# taz.de -- Sterbehilfe in Deutschland: Zwei Sorten Tod
       
       > Eine Liberalisierung der Sterbehilfe ist kein Akt der Humanität. Denn
       > unserer Gesellschaft ist es nicht wichtig, dass alle Mitglieder
       > überleben.
       
 (IMG) Bild: Wer wird am Leben festhalten?
       
       [1][Walter Jens] war zeit seines Lebens einer der vehementesten Verfechter
       der Sterbehilfe. Sein Sohn Tilman Jens erzählt in [2][„Demenz – Abschied
       von meinem Vater“], dass er auch privat von seiner Familie verlangte, ihn
       sterben zu lassen, sollten seine geistigen Kräfte nachlassen.
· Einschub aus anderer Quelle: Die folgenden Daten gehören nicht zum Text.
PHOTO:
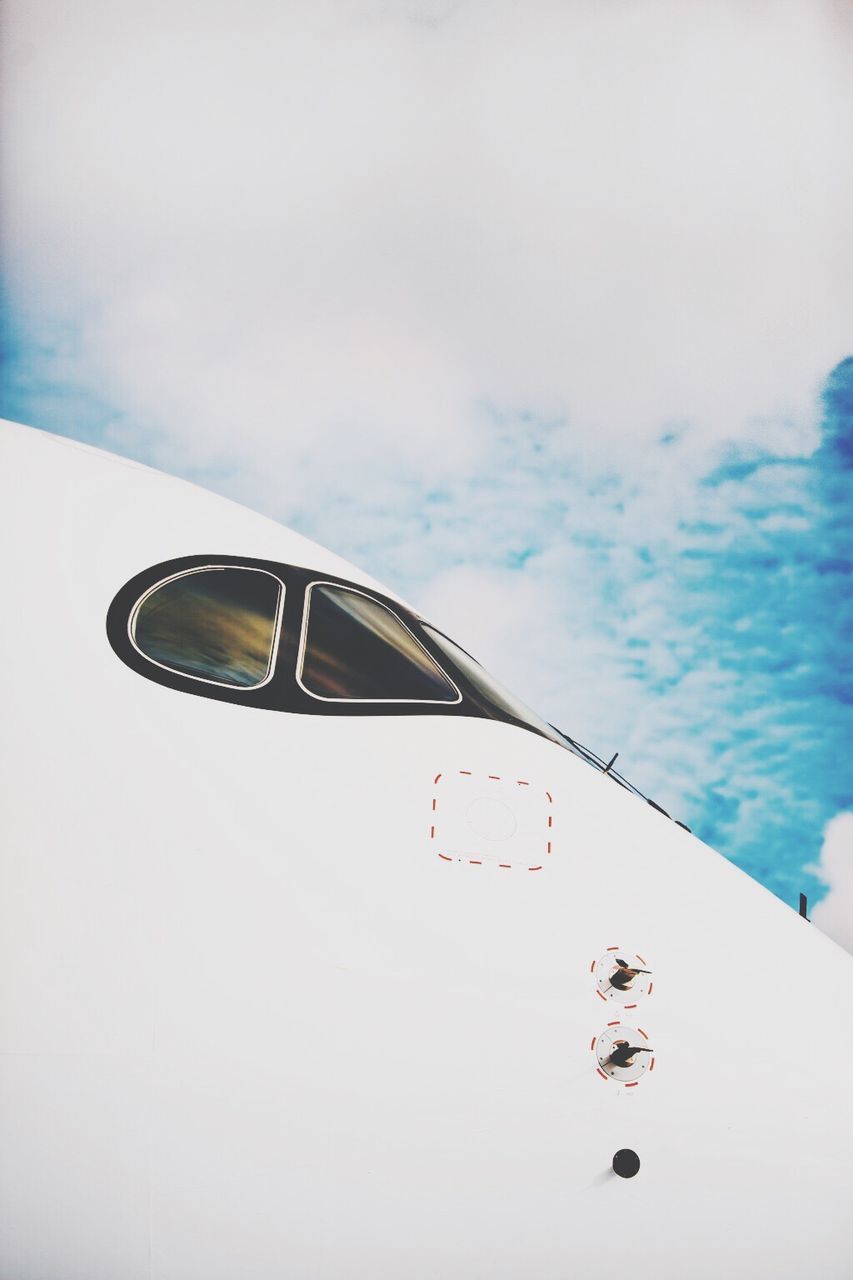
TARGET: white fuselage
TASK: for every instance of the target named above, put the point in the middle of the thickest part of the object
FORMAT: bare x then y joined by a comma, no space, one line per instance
254,1024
Als dann die
       Demenz festgestellt wurde und sich im Laufe der Zeit immer stärker
       manifestierte, sprach er zwar weiterhin davon, bald sterben zu wollen;
       beendete seine Vorträge aber regelmäßig mit dem Satz: „Heute jedoch nicht.“
       Schlussendlich war es der Sohn, der es nicht fassen konnte, wie sein Vater
       glücklich Kaninchen fütterte und sich zufrieden die ihm gereichten
       Wurstwecken einverleibte – der Vater, dieser große Gelehrte! Der dieses
       Leben nie wollte! Und jetzt einfach – glücklich war! Wie kann das sein?
       
       Es ist nur eine Anekdote, aber eine, die geeignet ist, die Differenz
       zwischen Ideal und Wirklichkeit beim Thema Sterbehilfe aufzubrechen.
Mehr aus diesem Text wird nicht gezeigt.